Entraide pénale internationale

Entraide judiciaire - Retrait de la demande par l'État requérant et répartition des frais de procédure

Entraide judiciaire - Retrait de la demande par l'État requérant et répartition des frais de procédure

2 févr. 2026

TPF, 07.04.2025, RR.2024.155

Faits

Les autorités serbes ont adressé à la Suisse une demande d'entraide judiciaire en matière pénale dans le cadre d'une enquête pour une potentielle escroquerie fiscale. En exécution de cette demande, le Ministère public du canton de Genève (MP-GE) a ordonné la remise de la documentation bancaire d'un compte détenu par la société A. BV.

Cette dernière a recouru contre cette décision auprès de la Cour des plaintes du Tribunal pénal fédéral. En cours de procédure, la Serbie a retiré sa demande d'entraide, rendant de ce fait le recours sans objet. La seule question restant à trancher était celle de la répartition des frais de la procédure de recours.


Droit

Lorsqu'une procédure de recours devient sans objet (par exemple, suite au retrait de la demande d'entraide par l'État requérant), le tribunal doit statuer sur les frais en tenant compte de la situation qui prévalait avant l'événement ayant mis fin au litige.

La répartition des frais se fonde sur une appréciation sommaire de l'issue probable du recours : les frais sont mis à la charge de la partie qui aurait vraisemblablement perdu si la procédure avait été menée à son terme.

Pour ce faire, le tribunal examine, sur la base du dossier, si les conditions de l'entraide (notamment la double incrimination, la proportionnalité et le caractère pénal de la procédure étrangère) semblaient remplies et si les griefs du recourant avaient des chances de succès.


Application au cas concret

La Cour des plaintes a procédé à un examen sommaire des mérites du recours de A. BV pour déterminer qui aurait probablement succombé.


La recourante soulevait plusieurs griefs : violation de son droit d'être entendue, absence de double incrimination, violation du principe de proportionnalité et nature civile plutôt que pénale de la procédure serbe.

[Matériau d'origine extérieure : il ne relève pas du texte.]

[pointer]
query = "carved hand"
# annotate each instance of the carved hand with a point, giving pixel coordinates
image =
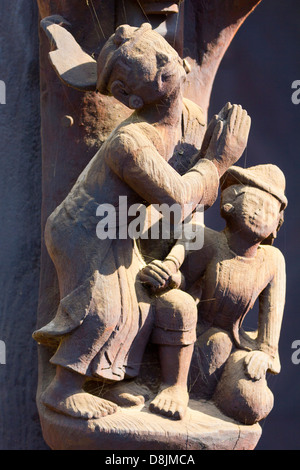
(256, 364)
(159, 276)
(226, 137)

Le tribunal a estimé qu'aucun de ces arguments n'aurait vraisemblablement été admis :

  1. Les arguments de la recourante relevaient pour la plupart de la défense au fond (arguments à décharge), qui n'ont pas leur place dans une procédure d'entraide.

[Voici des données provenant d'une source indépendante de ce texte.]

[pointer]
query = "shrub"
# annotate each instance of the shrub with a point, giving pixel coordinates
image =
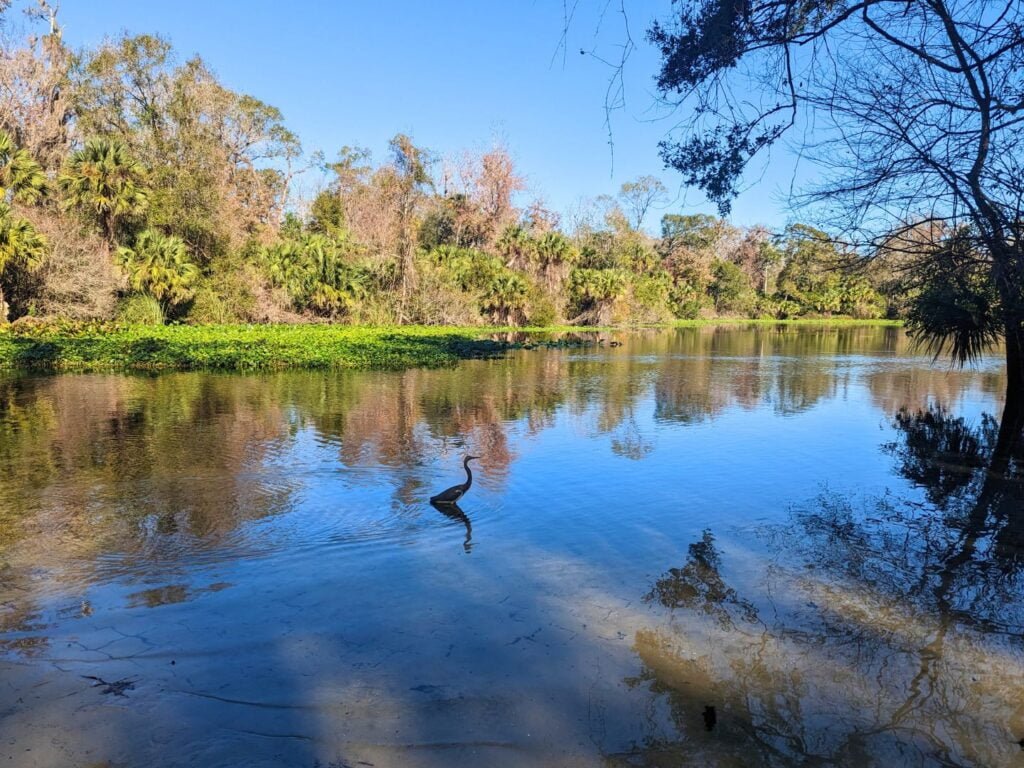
(140, 309)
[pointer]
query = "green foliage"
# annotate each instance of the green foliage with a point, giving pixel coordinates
(100, 346)
(20, 175)
(19, 243)
(505, 298)
(140, 309)
(731, 289)
(317, 272)
(208, 308)
(158, 265)
(103, 181)
(20, 248)
(956, 308)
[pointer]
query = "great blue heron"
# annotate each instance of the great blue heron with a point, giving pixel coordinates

  2. Les faits décrits par la Serbie (montage de sociétés et prêts simulés pour éluder l'impôt sur un montant important) correspondaient prima facie à la notion d'escroquerie fiscale au sens de la loi sur l'entraide (EIMP), remplissant ainsi la condition de la double incrimination.

  3. La remise de la documentation bancaire demandée respectait le principe de proportionnalité, car un lien objectif suffisant existait entre le compte de la société et les soupçons d'escroquerie fiscale.

  4. La procédure menée en Serbie revêtait bien un caractère pénal au sens du droit suisse.

Le tribunal a conclu que les conditions de l'entraide étaient remplies et que la décision du MP-GE était justifiée. Par conséquent, le recours de A. BV aurait très vraisemblablement été rejeté.


Issue

La Cour des plaintes a constaté que le recours était devenu sans objet et a rayé la cause du rôle.

Se basant sur l'issue probable du litige, elle a jugé que la recourante aurait succombé. Elle a donc mis à sa charge un émolument de CHF 1'000.-- pour les frais de la procédure de recours.